话落,帐篷的帘子被掀开,腾墨的脸异常的凝重,走到栾景空的身边:“主子,这次的事情很棘手。”
栾景空猛地看向腾墨,能让腾墨说棘手的事情一定是特别棘手:“怎么回事?”声音低沉的问道。
“这次的事情看似是卫大小姐和王妃之间的恩怨,实则是被人给利用了。”腾墨说着看向白大夫:“属下已经找到了那个医生的家人,此刻已经全都死了。”
栾景空心里一惊:“你觉得这件事会是谁做的?”
腾墨沉吟片刻:“卫大小姐是有找人想要害王妃,可中途的时候却被另一拨人给代替了,只能说明这背后之人是想找替罪羊。”
“而这个替罪羊就是卫梓馨,一旦卫梓馨死了,那么就会挑起卫家和皇族的恩怨。”栾景空大概就已经猜到了是谁。
腾墨看着栾景空:“可是主子,如果真的是她那不是给自己自讨苦吃吗?而且这要是传到千朝皇上那里不是更加无趣?”
栾景空冷呵一声:“你还记得今天来的还有谁吗?”真是好一个偷梁换柱,差点混淆了他的视线。
“你是说二皇子?”腾墨猛地惊醒看向栾景空:“可他这么做又有何目的?就是为了挑起卫家和皇族的恩怨吗?可这样不也是给自己招惹麻烦了。”
栾景空垂眸,漆黑的眼睛盯着地面上那一团诡异的鲜血:“不,确切的说是为了挑起卫家和三皇子的恩怨,挑拨离间。
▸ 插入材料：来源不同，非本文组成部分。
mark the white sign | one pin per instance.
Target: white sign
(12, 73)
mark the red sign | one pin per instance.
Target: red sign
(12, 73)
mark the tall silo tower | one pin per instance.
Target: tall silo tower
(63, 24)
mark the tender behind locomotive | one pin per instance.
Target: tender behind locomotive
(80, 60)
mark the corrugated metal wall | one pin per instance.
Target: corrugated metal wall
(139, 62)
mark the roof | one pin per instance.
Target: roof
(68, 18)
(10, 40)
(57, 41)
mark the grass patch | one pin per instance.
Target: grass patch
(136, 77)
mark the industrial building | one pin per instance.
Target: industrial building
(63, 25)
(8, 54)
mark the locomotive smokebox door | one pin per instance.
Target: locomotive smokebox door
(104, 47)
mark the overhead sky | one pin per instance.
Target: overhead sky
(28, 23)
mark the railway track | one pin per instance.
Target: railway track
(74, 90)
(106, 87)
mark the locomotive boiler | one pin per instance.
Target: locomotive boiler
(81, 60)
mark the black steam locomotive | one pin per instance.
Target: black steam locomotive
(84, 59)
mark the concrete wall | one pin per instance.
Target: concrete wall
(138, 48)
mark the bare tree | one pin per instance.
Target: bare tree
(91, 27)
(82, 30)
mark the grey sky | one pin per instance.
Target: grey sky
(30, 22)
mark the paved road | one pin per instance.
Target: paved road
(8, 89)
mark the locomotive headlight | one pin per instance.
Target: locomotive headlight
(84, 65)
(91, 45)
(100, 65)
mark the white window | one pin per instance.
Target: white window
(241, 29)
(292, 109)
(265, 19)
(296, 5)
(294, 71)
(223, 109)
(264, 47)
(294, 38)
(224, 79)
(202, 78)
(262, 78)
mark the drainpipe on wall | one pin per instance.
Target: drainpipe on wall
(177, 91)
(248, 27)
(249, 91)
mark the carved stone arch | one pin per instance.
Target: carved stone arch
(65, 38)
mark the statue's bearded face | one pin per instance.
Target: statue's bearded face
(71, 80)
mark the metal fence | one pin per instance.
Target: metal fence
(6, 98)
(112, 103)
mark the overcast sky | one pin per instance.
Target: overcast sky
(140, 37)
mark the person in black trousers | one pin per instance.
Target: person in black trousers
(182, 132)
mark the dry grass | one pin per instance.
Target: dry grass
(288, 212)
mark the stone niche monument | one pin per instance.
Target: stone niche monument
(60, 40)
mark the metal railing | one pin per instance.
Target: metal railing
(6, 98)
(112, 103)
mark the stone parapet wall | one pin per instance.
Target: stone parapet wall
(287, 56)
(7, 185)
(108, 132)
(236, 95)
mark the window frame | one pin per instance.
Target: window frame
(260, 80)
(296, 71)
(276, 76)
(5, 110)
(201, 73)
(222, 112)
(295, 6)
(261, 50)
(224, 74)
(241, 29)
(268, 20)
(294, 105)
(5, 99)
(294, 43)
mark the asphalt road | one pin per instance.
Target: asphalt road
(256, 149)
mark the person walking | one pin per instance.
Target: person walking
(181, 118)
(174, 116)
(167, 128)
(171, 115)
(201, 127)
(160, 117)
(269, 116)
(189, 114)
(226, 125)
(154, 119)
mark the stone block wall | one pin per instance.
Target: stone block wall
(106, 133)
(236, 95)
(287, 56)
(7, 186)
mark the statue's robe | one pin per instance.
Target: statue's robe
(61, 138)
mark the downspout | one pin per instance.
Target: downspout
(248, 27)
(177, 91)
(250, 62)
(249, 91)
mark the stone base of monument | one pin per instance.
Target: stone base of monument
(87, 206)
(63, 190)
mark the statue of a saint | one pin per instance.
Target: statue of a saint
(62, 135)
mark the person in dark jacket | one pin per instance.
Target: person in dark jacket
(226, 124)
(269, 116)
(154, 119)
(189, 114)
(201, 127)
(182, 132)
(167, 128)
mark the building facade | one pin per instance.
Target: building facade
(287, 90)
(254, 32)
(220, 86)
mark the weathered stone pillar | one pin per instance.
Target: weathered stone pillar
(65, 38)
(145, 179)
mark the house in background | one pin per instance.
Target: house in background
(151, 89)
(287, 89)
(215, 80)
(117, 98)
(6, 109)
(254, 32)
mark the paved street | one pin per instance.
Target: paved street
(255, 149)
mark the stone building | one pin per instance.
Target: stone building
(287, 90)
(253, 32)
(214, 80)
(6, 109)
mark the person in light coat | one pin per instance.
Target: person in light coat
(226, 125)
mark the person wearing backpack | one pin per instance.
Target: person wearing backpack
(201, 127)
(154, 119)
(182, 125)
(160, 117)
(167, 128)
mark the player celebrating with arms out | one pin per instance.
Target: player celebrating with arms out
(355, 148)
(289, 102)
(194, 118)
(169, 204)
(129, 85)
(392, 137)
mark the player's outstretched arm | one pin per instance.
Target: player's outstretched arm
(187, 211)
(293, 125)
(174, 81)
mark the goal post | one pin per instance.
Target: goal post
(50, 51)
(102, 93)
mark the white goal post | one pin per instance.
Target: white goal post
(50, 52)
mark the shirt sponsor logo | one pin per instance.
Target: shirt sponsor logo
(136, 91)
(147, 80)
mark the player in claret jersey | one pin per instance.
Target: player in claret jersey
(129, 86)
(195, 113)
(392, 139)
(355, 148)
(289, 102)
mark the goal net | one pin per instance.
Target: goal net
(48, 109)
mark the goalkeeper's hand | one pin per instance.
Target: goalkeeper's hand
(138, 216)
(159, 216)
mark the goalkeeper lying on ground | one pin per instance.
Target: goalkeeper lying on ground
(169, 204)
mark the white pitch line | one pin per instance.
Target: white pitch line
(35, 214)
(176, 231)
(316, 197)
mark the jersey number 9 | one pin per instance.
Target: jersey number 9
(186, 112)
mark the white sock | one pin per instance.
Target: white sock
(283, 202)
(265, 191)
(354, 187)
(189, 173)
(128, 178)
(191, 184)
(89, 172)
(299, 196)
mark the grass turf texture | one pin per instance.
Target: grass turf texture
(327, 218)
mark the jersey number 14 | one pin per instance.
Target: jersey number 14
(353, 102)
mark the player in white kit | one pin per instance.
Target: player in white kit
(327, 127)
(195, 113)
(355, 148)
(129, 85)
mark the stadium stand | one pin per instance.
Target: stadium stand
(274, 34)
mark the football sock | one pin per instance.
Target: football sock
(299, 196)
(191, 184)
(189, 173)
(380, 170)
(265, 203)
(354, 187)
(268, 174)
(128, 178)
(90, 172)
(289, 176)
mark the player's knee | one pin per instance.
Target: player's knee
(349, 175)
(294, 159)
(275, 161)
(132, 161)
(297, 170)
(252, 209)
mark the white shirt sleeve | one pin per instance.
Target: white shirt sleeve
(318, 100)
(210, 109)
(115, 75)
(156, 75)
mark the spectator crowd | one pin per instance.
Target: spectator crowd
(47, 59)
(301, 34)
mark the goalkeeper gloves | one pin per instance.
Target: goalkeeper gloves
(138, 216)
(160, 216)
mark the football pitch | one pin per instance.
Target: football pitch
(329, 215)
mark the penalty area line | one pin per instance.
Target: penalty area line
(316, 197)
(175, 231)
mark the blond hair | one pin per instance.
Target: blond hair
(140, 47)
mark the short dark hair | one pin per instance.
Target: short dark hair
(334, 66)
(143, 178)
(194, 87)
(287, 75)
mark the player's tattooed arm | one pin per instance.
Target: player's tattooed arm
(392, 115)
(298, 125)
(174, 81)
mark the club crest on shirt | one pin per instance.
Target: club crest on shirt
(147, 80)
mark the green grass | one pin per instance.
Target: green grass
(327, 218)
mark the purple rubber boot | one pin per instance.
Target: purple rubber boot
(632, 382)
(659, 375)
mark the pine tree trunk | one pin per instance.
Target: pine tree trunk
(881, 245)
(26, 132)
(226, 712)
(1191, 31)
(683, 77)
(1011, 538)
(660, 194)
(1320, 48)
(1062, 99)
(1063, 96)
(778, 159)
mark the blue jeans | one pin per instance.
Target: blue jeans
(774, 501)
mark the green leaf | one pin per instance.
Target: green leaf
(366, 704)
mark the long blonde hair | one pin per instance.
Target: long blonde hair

”
“而且这件事也不一定是二皇子做的,别忘了千朝的后宫可是不太平。”栾景空意味深长的说到:“如果阿奴真的出事那么首先怀疑的就是言碧羽,紧接着就是言家和三皇子的事情了。”
“而且三皇子的性子也一定会做出出格的事情,到时候事情就不是崇御想的那条轨道了,三皇子会引起众怒的,到时候逼的崇御不得不下决定。”
腾墨一副恍然大悟的样子:“好一个一箭三雕。”
栾景空忽而一笑露出一副迷人的笑容:“不是还没雕到?”
腾墨应下随即便看向那些人:“主子,那这些人该怎么处理?”
栾景空冷眼看着,周围的空气都凝结了,跪在地上的那些人颤巍巍的想要开口求饶,可栾景空阴沉的眸子盯得他们连话都说不出来。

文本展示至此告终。